Will er die tausende Euro an Strafe zahlen oder stattdessen ins Gefängnis gehen? Karl Braig zuckt mit den Schultern. „Vor 40 Jahren hatte ich Prozesse aufgrund von 25 Straßenblockaden, damals haben wir erstritten, dass es nicht Nötigung, sondern das Recht auf freie Meinungsäußerung ist“, erinnert er sich. Er gehe davon aus, dass diese Anklagen fallen gelassen werden. Auf die Frage hin, wie er die wütenden Autofahrer:innen und Passant:innen wahrnimmt, reagiert er verständnisvoll. „Aus meiner Erfahrung heraus kann man in der Ist-Situation schwer jemanden erreichen. Die Menschen sind aufgebracht, der Alltag wird gestört, der innere Motor läuft auf Hochtouren. Egal was man sagt, es kommt nicht an. Wenn man doch genügend Zeit hat und zudem Außenstehende aufklärend einwirken, habe ich auch schon schöne Erfahrungen gemacht. Sie konnten die Situation und unsere Beweggründe besser verstehen. Wenn ich die Möglichkeit bekomme, erkläre ich gerne folgendes: Wir verstehen eure Situation und wollen euch nicht ärgern. Durch viele Studien, sogar durch eine Masterarbeit aus unseren Reihen, sind wir zu der Erkenntnis gekommen, dass wir extrem stören müssen, um auf die Klimakrise aufmerksam zu machen und um zielführend die politischen Vertreter:innen zu einem aktiven sowie schnellem Handeln zu bewegen.
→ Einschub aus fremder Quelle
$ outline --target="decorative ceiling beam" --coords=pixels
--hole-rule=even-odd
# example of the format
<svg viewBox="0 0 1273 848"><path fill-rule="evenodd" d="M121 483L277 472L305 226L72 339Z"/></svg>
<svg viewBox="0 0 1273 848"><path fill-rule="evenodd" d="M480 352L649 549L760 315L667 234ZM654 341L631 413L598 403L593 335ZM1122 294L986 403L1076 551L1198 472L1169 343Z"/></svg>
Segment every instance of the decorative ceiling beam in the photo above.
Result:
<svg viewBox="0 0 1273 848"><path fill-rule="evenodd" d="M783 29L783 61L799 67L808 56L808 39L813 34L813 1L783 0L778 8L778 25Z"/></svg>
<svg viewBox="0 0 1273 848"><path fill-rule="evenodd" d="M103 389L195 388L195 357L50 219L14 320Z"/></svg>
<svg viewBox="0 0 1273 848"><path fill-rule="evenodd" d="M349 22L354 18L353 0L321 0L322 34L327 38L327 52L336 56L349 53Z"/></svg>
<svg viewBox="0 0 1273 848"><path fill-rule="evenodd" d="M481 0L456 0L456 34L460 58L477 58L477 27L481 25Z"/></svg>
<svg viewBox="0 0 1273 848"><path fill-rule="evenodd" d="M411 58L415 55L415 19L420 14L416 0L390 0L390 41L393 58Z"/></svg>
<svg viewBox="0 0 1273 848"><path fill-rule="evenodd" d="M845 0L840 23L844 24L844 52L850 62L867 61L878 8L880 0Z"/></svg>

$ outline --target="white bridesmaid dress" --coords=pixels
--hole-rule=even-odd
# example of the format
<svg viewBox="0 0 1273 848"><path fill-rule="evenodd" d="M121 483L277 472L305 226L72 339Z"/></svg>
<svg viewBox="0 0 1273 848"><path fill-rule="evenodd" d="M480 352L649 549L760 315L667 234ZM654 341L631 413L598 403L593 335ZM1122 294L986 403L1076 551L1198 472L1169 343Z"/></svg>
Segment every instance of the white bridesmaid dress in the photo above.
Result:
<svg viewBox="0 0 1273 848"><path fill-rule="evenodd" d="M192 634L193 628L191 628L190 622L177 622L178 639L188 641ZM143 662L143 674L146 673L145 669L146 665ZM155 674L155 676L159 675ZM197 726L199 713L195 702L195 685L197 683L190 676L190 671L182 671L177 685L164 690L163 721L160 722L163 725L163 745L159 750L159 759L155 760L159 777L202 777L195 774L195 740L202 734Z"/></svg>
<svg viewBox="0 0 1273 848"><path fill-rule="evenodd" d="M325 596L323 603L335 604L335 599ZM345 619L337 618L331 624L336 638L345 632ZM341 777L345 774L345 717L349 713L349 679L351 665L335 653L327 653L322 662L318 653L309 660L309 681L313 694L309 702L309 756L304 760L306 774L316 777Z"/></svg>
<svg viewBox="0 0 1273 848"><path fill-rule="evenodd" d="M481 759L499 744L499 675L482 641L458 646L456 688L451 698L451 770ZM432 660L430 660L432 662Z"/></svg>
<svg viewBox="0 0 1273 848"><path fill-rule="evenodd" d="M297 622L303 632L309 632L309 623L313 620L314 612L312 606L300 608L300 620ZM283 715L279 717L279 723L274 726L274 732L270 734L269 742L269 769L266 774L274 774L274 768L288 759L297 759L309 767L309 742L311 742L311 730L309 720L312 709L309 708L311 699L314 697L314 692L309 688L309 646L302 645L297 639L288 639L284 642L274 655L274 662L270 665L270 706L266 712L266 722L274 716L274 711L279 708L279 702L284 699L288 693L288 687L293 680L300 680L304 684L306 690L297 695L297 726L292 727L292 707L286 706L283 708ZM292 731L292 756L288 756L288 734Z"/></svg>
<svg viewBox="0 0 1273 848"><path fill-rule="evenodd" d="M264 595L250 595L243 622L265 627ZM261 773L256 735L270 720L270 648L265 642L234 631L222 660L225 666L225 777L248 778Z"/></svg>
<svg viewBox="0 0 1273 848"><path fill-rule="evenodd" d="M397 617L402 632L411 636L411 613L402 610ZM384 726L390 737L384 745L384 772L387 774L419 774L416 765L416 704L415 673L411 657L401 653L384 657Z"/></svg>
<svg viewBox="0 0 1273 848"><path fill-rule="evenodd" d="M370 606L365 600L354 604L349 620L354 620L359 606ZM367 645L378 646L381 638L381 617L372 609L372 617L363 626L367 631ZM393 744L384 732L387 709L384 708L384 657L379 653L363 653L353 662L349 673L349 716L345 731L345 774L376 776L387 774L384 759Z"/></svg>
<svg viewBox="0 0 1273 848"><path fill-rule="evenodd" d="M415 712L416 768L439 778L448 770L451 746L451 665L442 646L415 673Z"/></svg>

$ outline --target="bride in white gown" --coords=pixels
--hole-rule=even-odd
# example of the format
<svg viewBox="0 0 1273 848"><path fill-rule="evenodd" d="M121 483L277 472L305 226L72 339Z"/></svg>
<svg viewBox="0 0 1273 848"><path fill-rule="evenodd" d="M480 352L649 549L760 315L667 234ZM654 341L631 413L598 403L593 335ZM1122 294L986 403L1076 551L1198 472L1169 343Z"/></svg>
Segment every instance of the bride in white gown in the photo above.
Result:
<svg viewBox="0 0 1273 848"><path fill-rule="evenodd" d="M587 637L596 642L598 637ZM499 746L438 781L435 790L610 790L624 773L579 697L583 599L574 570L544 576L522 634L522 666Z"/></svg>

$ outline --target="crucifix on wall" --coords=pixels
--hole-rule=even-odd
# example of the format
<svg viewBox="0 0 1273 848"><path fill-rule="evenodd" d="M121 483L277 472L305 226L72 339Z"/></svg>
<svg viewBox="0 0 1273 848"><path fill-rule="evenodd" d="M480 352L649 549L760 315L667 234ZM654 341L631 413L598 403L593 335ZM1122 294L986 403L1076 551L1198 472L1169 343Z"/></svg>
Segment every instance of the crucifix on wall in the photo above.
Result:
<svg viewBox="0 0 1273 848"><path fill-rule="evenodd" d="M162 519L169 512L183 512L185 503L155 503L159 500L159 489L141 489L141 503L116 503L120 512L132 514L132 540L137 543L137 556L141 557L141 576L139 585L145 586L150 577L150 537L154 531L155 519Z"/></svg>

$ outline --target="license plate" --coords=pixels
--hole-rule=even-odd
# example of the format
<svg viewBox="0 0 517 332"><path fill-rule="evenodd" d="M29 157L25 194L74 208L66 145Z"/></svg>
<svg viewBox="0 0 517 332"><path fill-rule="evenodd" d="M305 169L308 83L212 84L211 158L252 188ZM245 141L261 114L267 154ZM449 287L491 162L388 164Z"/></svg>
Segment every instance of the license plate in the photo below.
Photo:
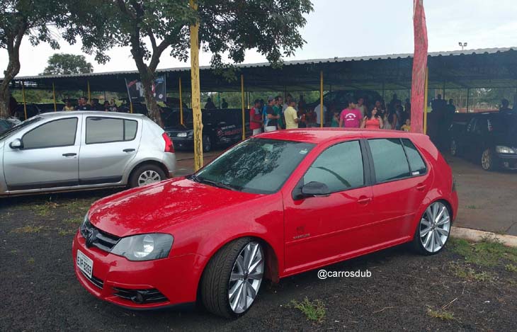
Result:
<svg viewBox="0 0 517 332"><path fill-rule="evenodd" d="M91 271L93 270L93 261L89 258L85 254L81 252L80 250L77 251L77 267L84 273L85 275L88 275L88 277L91 279Z"/></svg>

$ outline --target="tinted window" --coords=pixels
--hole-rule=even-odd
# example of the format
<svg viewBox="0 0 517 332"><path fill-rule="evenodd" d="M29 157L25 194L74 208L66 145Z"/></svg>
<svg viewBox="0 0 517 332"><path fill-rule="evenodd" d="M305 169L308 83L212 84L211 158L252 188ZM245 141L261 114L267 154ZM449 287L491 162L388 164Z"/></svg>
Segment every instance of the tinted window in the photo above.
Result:
<svg viewBox="0 0 517 332"><path fill-rule="evenodd" d="M303 177L304 184L312 181L326 184L331 193L364 185L359 142L340 143L322 152Z"/></svg>
<svg viewBox="0 0 517 332"><path fill-rule="evenodd" d="M418 176L426 173L426 163L424 162L422 156L419 153L416 147L409 139L402 139L404 147L406 149L406 156L409 162L411 174Z"/></svg>
<svg viewBox="0 0 517 332"><path fill-rule="evenodd" d="M191 179L248 193L274 193L313 147L298 142L250 139L222 154Z"/></svg>
<svg viewBox="0 0 517 332"><path fill-rule="evenodd" d="M131 141L137 134L137 122L112 118L86 118L86 144Z"/></svg>
<svg viewBox="0 0 517 332"><path fill-rule="evenodd" d="M77 118L47 122L23 135L23 149L74 145L76 129Z"/></svg>
<svg viewBox="0 0 517 332"><path fill-rule="evenodd" d="M399 139L368 139L377 182L409 176L409 166Z"/></svg>

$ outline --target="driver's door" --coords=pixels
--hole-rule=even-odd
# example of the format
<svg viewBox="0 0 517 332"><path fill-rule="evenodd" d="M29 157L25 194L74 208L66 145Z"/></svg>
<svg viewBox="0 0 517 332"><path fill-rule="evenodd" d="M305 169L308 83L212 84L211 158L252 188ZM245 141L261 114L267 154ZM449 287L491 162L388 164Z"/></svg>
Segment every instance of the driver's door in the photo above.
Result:
<svg viewBox="0 0 517 332"><path fill-rule="evenodd" d="M284 198L287 273L340 261L372 244L366 169L360 141L338 143L319 154L292 195ZM301 187L312 181L324 183L331 193L301 197Z"/></svg>
<svg viewBox="0 0 517 332"><path fill-rule="evenodd" d="M13 135L4 149L4 173L9 191L79 184L81 116L52 120ZM10 144L16 139L21 149Z"/></svg>

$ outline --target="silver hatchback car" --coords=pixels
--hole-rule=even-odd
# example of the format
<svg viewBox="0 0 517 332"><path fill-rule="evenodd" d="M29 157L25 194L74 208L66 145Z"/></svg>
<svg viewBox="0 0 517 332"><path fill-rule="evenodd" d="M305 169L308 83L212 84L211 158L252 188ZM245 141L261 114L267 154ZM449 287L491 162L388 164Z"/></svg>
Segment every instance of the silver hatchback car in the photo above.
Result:
<svg viewBox="0 0 517 332"><path fill-rule="evenodd" d="M0 134L0 196L129 185L172 176L169 136L140 114L55 112Z"/></svg>

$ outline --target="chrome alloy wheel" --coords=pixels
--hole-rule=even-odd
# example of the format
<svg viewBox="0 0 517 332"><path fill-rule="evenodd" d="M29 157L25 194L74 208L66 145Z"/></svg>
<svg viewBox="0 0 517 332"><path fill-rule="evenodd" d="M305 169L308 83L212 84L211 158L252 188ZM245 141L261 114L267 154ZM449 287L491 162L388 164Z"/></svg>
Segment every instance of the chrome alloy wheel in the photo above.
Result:
<svg viewBox="0 0 517 332"><path fill-rule="evenodd" d="M147 170L138 177L138 186L148 185L161 181L160 175L154 171Z"/></svg>
<svg viewBox="0 0 517 332"><path fill-rule="evenodd" d="M264 272L263 256L260 244L254 241L237 256L228 284L229 305L235 314L244 312L255 301Z"/></svg>
<svg viewBox="0 0 517 332"><path fill-rule="evenodd" d="M435 202L426 210L420 220L420 241L429 253L442 248L450 232L450 216L447 207Z"/></svg>

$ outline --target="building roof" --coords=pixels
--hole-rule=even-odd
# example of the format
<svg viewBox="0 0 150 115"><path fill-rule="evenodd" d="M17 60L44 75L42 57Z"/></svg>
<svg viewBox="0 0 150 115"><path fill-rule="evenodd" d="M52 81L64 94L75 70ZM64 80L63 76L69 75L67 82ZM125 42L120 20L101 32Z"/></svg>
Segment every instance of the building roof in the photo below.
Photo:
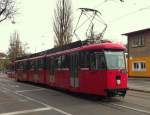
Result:
<svg viewBox="0 0 150 115"><path fill-rule="evenodd" d="M124 33L124 34L122 34L122 35L129 36L129 35L131 35L131 34L136 34L136 33L141 33L141 32L146 32L146 31L150 31L150 28L145 28L145 29L141 29L141 30L136 30L136 31Z"/></svg>
<svg viewBox="0 0 150 115"><path fill-rule="evenodd" d="M7 56L6 54L0 52L0 59L5 58L6 56Z"/></svg>

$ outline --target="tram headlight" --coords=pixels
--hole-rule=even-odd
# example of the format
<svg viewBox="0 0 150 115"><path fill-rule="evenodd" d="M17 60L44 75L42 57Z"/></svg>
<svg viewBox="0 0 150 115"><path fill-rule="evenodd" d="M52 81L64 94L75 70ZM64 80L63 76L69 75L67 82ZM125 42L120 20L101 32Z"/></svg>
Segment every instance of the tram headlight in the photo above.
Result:
<svg viewBox="0 0 150 115"><path fill-rule="evenodd" d="M120 84L121 84L121 80L117 79L117 85L120 85Z"/></svg>

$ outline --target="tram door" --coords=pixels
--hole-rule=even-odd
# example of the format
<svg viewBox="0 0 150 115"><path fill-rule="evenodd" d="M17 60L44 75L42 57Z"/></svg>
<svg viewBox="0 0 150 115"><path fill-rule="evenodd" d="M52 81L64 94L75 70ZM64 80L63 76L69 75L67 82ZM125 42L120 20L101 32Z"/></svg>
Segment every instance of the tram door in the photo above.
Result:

Wir sind alle verzweifelt aufgrund des sich zuspitzenden Klimanotstandes. Wir können nicht anders und müssen das tun.“ Eine Alternative zum Protest sieht Braig nicht: „Ich habe zwei Söhne, 28 und 30 Jahre alt. Die Angst, wie die Welt aussehen wird, wenn sie in meinem Alter sind, lässt mich weitermachen.“ Er wird sich nun ausruhen, nächsten Montag muss er wieder einsatzbereit sein. „Da geht es wieder in verschiedenen Städten auf die Straße“, sagt er. Ruhe geben und in Rente gehen können andere.